Ditambah dengan era keterbukaan dan kerja ekstra keras Pemerintah Pusat di bawah komando Presiden Jokowi yang luar biasa itu, menghapus kemiskinan pun sangat bisa dilakukan secara segera. Cepat. Efektif. Walaupun demikian, selain bantuan pemerintah seperti yang diuraikan di atas, kita, rakyat, harus juga mengatasi persoalan kemiskinan itu dengan berusaha sendiri secara total. All out. Sungguh – sungguh.

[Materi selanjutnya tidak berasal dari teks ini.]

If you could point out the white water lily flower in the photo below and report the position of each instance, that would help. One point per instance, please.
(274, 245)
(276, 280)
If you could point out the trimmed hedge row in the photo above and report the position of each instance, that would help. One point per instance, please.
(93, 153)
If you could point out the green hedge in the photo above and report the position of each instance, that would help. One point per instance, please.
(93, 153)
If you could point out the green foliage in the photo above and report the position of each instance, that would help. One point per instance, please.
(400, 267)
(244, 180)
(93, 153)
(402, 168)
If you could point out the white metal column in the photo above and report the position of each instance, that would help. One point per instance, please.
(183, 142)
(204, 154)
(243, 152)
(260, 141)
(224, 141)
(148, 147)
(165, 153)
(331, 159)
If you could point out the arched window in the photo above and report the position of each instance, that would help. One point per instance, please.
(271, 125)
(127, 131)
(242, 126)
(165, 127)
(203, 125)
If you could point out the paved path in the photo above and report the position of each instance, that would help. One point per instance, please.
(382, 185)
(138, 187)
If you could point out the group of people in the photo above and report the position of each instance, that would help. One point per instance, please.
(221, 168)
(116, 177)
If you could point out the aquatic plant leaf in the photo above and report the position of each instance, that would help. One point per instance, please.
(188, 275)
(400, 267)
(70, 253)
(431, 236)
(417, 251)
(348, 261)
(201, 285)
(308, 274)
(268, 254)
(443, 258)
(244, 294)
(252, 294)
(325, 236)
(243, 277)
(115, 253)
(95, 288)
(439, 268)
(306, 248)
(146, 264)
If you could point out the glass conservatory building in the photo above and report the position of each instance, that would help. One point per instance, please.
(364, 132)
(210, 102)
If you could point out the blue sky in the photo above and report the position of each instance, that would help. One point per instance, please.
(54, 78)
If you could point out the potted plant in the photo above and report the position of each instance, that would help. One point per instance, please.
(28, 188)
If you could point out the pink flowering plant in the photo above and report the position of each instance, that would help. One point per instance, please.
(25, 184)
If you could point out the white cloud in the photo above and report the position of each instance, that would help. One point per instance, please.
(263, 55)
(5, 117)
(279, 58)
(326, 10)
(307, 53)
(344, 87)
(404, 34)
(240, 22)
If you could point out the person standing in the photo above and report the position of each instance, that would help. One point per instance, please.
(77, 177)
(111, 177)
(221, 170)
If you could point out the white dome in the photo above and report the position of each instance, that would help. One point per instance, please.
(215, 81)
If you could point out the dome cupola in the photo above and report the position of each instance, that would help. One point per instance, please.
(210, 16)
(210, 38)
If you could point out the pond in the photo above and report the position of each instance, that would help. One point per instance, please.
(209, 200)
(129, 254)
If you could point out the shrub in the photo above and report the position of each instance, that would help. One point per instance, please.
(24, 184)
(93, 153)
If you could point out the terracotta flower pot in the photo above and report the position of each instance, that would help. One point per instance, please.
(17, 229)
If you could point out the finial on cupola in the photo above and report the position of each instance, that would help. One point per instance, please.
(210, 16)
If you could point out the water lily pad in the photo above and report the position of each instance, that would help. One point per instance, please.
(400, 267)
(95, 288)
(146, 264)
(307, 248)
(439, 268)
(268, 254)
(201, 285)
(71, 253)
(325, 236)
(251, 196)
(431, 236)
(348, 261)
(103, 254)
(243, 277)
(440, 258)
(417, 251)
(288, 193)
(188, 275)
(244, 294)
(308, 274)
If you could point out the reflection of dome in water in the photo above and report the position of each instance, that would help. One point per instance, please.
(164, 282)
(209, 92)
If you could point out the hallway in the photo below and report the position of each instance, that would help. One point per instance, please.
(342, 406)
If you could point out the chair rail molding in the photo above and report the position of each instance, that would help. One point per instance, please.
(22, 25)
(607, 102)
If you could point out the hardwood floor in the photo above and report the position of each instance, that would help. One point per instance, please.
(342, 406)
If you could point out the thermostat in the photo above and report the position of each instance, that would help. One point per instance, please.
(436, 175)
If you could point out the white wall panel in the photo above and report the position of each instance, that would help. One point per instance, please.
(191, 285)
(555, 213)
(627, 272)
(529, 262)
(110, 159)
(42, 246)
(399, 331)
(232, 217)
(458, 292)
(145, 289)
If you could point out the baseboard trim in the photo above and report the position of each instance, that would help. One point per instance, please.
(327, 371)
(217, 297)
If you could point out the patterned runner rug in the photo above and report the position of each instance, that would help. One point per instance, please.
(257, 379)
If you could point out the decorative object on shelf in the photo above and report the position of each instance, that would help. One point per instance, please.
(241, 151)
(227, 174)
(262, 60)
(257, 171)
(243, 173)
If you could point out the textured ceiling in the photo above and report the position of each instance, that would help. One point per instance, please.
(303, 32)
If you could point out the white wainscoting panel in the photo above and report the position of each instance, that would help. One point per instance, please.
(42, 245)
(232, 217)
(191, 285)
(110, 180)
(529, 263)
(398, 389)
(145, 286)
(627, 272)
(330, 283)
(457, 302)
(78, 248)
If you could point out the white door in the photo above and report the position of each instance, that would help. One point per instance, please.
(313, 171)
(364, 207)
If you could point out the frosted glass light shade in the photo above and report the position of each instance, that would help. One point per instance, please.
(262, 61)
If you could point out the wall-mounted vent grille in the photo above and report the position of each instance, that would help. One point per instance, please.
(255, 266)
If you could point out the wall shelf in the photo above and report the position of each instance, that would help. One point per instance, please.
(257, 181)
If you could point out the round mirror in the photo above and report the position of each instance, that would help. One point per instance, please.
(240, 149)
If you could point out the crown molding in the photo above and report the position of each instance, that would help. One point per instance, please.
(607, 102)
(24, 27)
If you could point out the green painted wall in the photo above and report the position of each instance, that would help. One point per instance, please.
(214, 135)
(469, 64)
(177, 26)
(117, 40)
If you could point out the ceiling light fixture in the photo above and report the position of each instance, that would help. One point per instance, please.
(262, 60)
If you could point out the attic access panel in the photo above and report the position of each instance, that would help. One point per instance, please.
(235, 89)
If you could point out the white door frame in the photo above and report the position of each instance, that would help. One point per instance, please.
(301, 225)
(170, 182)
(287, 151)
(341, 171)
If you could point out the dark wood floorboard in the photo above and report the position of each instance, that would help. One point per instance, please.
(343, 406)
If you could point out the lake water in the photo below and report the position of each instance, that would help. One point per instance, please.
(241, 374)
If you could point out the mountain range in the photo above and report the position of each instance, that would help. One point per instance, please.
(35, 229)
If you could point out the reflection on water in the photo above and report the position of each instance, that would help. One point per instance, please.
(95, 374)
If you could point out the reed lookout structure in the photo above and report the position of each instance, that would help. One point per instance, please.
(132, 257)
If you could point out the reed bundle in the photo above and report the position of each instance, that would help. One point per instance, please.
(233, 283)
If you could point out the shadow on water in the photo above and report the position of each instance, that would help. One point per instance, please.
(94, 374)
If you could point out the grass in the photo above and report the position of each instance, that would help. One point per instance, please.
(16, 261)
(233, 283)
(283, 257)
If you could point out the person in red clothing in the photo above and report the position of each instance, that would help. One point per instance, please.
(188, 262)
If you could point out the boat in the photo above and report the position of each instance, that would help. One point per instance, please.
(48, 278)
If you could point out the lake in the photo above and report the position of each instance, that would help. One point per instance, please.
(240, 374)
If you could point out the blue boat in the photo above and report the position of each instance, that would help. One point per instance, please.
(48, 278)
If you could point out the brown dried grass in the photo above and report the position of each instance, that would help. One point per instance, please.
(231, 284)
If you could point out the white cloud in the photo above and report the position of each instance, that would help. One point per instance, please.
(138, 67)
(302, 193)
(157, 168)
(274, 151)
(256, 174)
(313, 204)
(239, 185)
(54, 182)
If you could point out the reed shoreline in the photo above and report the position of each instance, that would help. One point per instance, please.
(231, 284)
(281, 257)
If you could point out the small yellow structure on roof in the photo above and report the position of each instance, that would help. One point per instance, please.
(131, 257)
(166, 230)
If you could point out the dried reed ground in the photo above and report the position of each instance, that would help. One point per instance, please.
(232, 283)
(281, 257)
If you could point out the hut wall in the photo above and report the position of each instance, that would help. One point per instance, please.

Pantang menyerah. Mengerahkan segala energi, waktu, relasi, dan uang yang dimiliki – berapapun banyaknya – untuk bangkit dan sejahtera. Bukan untuk bermalas – malasan, mabuk – mabukan, dan harap gampang. Kita harus proaktif, tidak pasif, dan hanya menunggu upaya kreatif pemerintah. Dengan bekerja secara ekstra keras dalam bidang yang mampu kita lakukan, misalnya, dalam usaha pertanian, peternakan, perdagangan, transportasi, industri kerajinan/kreatif, dan/atau dalam usaha apapun, kita pasti bisa keluar dari predikat kemiskinan itu dan, kemudian, secara kolektif segera menjadi (provinsi) yang terkaya di Indonesia. Kita bisa kalau kita mau.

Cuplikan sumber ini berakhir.